Frankfurt (www.anleihencheck.de) - Bei der ersten EZB-Sitzung im neuen Jahr steht keine Änderung der Geldpolitik an, so Franck Dixmier, Globaler Anleihenchef von Allianz Global Investors.

Vor dem Hintergrund der anhaltend niedrigen Kerninflation - zuletzt 0,9 Prozent im Vergleich zum Inflationsziel von knapp unter 2 Prozent - dürfte die Bank ihr Engagement und eine nachhaltige Präsenz an den Rentenmärkten bestätigen. Zwar würden die wichtigen Konjunkturindikatoren eine positive Wachstumsdynamik anzeigen. Diese wirke sich aber nicht hinreichend preistreibend aus. Insbesondere bleibe der Arbeitsmarkt in Europa zu schwach, als dass von den Löhnen Inflationsdruck ausginge.

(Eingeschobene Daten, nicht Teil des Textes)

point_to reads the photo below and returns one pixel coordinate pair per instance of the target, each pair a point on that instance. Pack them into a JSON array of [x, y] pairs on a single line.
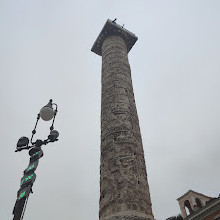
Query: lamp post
[[47, 113]]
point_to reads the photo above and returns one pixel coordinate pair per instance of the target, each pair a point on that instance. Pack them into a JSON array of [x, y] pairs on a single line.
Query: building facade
[[196, 206]]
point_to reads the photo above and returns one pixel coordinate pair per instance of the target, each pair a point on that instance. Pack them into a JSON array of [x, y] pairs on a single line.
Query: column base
[[128, 216]]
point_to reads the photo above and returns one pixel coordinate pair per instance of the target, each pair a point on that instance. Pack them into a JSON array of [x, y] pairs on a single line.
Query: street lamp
[[47, 113]]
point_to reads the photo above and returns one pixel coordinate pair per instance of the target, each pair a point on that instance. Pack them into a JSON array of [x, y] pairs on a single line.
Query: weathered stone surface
[[123, 178]]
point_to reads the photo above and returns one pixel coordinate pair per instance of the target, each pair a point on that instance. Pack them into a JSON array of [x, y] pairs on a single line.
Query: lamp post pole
[[47, 113]]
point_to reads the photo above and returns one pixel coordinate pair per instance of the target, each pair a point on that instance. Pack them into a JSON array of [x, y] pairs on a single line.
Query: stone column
[[124, 190]]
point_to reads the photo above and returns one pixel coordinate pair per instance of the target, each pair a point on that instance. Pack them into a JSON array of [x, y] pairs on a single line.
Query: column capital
[[112, 29]]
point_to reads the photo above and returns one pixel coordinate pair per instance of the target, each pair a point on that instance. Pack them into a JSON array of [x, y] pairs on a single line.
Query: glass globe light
[[47, 113]]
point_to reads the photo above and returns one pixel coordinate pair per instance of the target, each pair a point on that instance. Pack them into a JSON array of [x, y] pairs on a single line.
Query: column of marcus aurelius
[[124, 190]]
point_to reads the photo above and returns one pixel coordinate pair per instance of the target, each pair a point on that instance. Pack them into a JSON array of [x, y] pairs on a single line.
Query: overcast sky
[[45, 52]]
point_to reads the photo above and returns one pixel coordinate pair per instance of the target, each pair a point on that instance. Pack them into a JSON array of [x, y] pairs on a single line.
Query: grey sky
[[45, 53]]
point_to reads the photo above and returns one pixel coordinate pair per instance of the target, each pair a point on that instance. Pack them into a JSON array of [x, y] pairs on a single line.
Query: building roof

In diesem Umfeld dürfte Mario Draghi am 19. Januar 2017 den bisherigen geldpolitischen Kurs der Bank bestätigen. Die Experten von Allianz Global Investors erwarten, dass die EZB weiterhin eher zu einer geldpolitischen Lockerung neigen und sich sämtliche Optionen offenhalten wird, um notfalls erneut zu handeln.

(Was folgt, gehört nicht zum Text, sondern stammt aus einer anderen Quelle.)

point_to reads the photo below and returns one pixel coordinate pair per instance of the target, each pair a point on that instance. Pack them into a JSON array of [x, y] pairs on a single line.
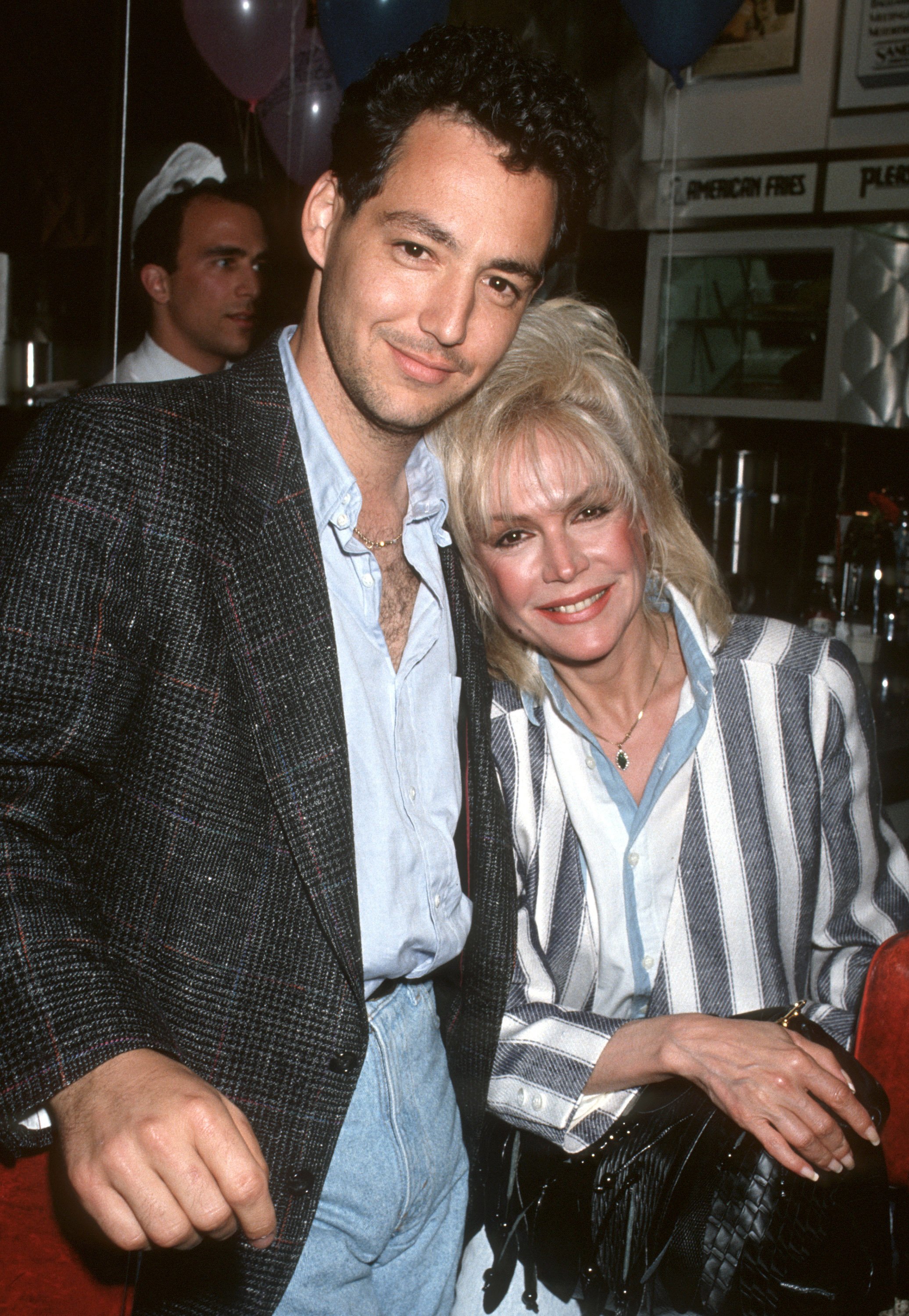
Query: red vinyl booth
[[882, 1044], [44, 1276]]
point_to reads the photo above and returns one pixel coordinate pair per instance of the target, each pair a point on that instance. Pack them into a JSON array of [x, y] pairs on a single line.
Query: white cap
[[190, 165]]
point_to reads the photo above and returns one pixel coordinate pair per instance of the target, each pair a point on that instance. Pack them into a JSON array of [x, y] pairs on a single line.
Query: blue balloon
[[675, 33], [358, 32]]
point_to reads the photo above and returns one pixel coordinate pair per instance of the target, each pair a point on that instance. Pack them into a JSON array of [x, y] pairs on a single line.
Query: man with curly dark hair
[[251, 818]]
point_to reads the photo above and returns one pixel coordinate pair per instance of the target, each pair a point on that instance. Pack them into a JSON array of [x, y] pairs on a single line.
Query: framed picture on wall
[[763, 37], [874, 56]]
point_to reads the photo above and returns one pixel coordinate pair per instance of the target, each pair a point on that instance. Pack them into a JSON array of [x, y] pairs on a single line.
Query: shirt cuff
[[37, 1120]]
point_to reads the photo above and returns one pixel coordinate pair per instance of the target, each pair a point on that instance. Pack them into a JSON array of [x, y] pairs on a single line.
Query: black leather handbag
[[678, 1197]]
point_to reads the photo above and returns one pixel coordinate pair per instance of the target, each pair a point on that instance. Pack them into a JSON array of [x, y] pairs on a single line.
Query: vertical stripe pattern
[[788, 878]]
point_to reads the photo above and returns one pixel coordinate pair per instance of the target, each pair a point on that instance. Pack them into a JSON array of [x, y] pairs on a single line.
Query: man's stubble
[[361, 389]]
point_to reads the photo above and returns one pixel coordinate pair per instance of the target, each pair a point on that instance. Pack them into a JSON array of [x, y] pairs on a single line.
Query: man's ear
[[157, 283], [323, 210]]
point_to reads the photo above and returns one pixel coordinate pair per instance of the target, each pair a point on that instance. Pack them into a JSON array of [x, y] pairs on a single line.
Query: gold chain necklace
[[377, 544], [623, 761]]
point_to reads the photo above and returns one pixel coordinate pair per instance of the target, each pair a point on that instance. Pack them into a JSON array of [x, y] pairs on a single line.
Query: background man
[[245, 708], [198, 250]]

Nach und nach werde die Quantitative Easing-Politik der EZB im Zeitablauf aber an ihre Grenzen stoßen. Nach Einschätzung der Experten werde die Neigung der Bank, Euroland-Staatsanleihen zu kaufen, ab einem Schwellenwert von etwa einem Drittel der ausstehenden Staatsschulden stark abnehmen. Letztlich werde es daher zu einer erheblichen Reduzierung ihres Kaufprogramms kommen. 2017 scheint den Experten von Allianz Global Investors aber keine Verringerung, und schon gar kein Stopp, der Anleihekäufe anzusehen. (17.01.2017/alc/a/a)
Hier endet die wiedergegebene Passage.